C’est ainsi que le porte-avions USS Gerald R. Ford, destiné aux États-Unis, est passé du statut de fleuron à celui de casse-tête


Principaux renseignements

  • Les nouveaux porte-avions de la classe USS Gerald R. Ford devaient devenir le fleuron de la marine américaine, mais ils continuent de poser des problèmes.
  • La refonte simultanée de plusieurs systèmes critiques a créé des défis insurmontables en matière de gestion de projet.
  • Des technologies électromagnétiques non éprouvées ont entraîné des défaillances chroniques en matière de fiabilité lors du lancement et de la récupération des avions.

Le porte-avions de classe Gerald R. Ford était conçu pour succéder naturellement à la classe Nimitz, mais la marine américaine s’est écartée d’une évolution progressive au profit d’une refonte radicale.

Coûts élevés et nombreux bugs

Plutôt que de mettre à jour les systèmes un par un, l’armée a tenté de moderniser simultanément presque tous les composants critiques, y compris l’infrastructure électrique, la conception du réacteur, le radar, l’automatisation et les machines du pont d’envol. Cette approche agressive de l’innovation a abouti à une plateforme dont l’ambition technologique dépassait de loin la capacité de gestion de projet de la Marine.

Les conséquences de cette stratégie « tout-en-un » se sont traduites par des phases de débogage chroniques, des augmentations budgétaires et d’importants retards opérationnels.

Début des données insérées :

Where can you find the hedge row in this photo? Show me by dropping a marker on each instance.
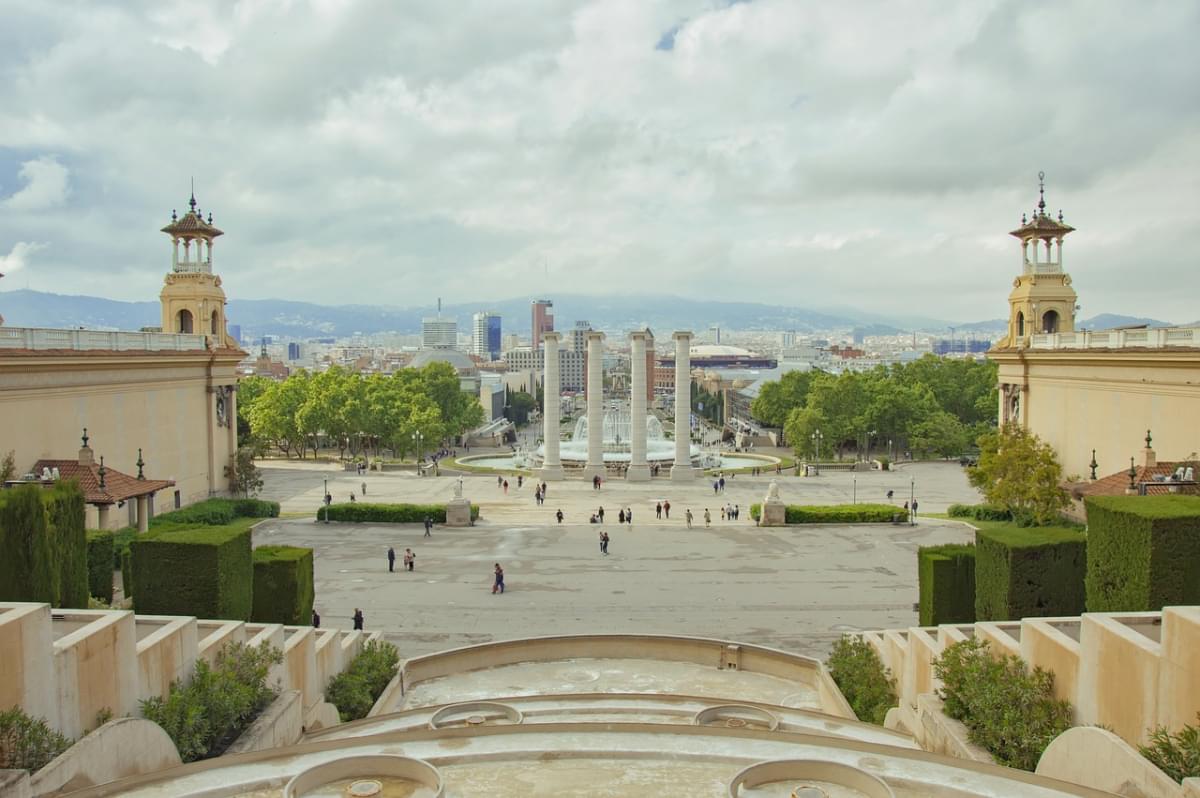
(203, 571)
(1144, 552)
(43, 547)
(283, 589)
(1030, 573)
(366, 513)
(100, 564)
(947, 583)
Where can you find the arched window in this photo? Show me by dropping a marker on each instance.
(1050, 322)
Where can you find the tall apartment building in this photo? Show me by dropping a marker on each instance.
(541, 321)
(485, 340)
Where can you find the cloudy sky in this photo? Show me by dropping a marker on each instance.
(868, 155)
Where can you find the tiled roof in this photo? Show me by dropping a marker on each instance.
(118, 486)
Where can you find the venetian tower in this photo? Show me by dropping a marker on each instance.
(192, 299)
(1042, 299)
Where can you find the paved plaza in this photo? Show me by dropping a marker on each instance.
(795, 588)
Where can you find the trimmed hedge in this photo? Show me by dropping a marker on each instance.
(283, 591)
(947, 577)
(367, 513)
(203, 571)
(1029, 573)
(65, 511)
(1143, 552)
(100, 564)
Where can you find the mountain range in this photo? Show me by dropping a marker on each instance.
(283, 318)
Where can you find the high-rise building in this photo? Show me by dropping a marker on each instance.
(541, 322)
(485, 341)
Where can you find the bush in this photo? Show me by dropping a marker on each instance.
(355, 690)
(1176, 755)
(28, 743)
(204, 571)
(946, 576)
(283, 591)
(1143, 552)
(100, 564)
(864, 682)
(1023, 573)
(1007, 709)
(366, 513)
(207, 714)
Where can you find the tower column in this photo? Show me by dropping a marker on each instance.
(595, 406)
(682, 469)
(552, 391)
(639, 469)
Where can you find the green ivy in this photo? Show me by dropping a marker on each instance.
(861, 677)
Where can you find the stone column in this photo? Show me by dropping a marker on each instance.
(639, 469)
(595, 406)
(552, 393)
(682, 469)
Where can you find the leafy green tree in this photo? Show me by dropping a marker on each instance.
(1020, 472)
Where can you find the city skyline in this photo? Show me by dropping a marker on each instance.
(715, 149)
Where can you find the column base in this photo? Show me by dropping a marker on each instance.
(637, 473)
(683, 473)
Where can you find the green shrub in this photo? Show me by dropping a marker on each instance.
(1007, 709)
(28, 743)
(946, 576)
(203, 571)
(1143, 552)
(367, 513)
(100, 564)
(355, 690)
(1025, 573)
(861, 676)
(1176, 755)
(283, 591)
(28, 567)
(65, 509)
(220, 701)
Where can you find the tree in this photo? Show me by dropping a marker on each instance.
(243, 474)
(1019, 471)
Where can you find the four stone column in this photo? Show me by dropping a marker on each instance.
(595, 406)
(552, 391)
(639, 469)
(682, 469)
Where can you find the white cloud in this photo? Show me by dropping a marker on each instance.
(47, 185)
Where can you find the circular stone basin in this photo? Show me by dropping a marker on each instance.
(367, 777)
(808, 779)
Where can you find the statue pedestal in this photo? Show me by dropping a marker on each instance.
(459, 513)
(774, 514)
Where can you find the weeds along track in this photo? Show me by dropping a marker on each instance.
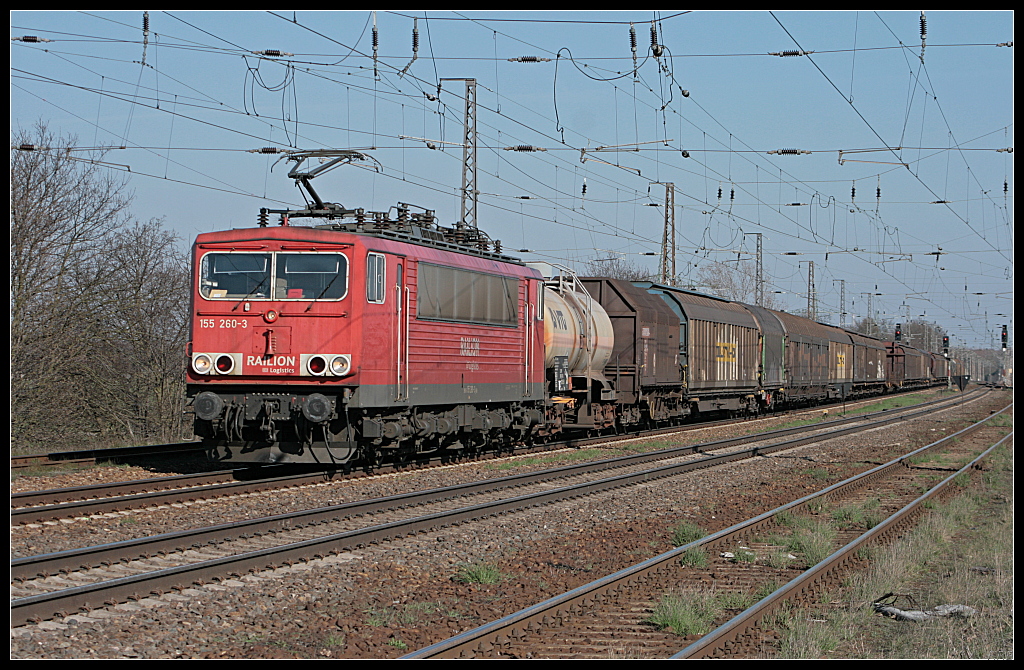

Comme de nombreux systèmes fondamentaux ont été modifiés en même temps, les problèmes techniques se sont interconnectés, les rendant bien plus difficiles à résoudre que des défaillances isolées. Cela contraste fortement avec la classe Nimitz, qui s’est appuyée sur des technologies éprouvées et des améliorations progressives pour devenir un pilier fiable de la puissance navale pendant un demi-siècle.

Catapultes

Deux des changements les plus problématiques concernent les systèmes de lancement et de récupération des avions. Les catapultes traditionnelles à vapeur ont été remplacées par le système de lancement électromagnétique d’aéronefs (EMALS), conçu pour réduire les contraintes sur la cellule et accroître la polyvalence.

De même, le dispositif de récupération hydraulique a été remplacé par le dispositif d’arrêt avancé (AAG), utilisant des commandes numériques pour gérer une large gamme d’aéronefs. Cependant, ces deux systèmes ont souffert de problèmes de fiabilité et de dysfonctionnements logiciels, compromettant la mission principale du navire qui consiste à lancer et à récupérer des aéronefs.

Problèmes techniques

La logistique interne a également connu de graves revers. Les nouveaux ascenseurs électromagnétiques pour armes, destinés à rationaliser le mouvement des munitions et à réduire les effectifs, ont été en proie à des problèmes d’alignement des capteurs et à des erreurs de précision. Ces défaillances ont persisté pendant des années après la livraison du navire, entravant directement la capacité du porte-avions à armer ses appareils pour des missions de combat.

De plus, la Marine a mis en place une automatisation poussée afin de réduire l’équipage de plusieurs centaines de marins, dans le but de réaliser des économies à long terme. Si cela a permis de réduire la masse salariale, cela a supprimé les redondances humaines et accru la fragilité du navire en le rendant trop dépendant des logiciels. Cette évolution a révélé que, bien que l’automatisation offre des avantages financiers, elle introduit des vulnérabilités critiques lorsque ces systèmes numériques tombent en panne.

Leçons pour les futurs programmes de défense

Bien que la classe Ford atteigne enfin sa maturité opérationnelle et soit susceptible de servir pendant de nombreuses années, son développement constitue un avertissement. Cette expérience souligne que les progrès incrémentiels sont souvent préférables à une révolution simultanée. Il faut espérer que ces leçons serviront de base aux futurs programmes de défense, tels que le CCA et le NGAD, afin de les empêcher de répéter l’erreur consistant à accumuler trop de technologies non éprouvées dans un seul projet.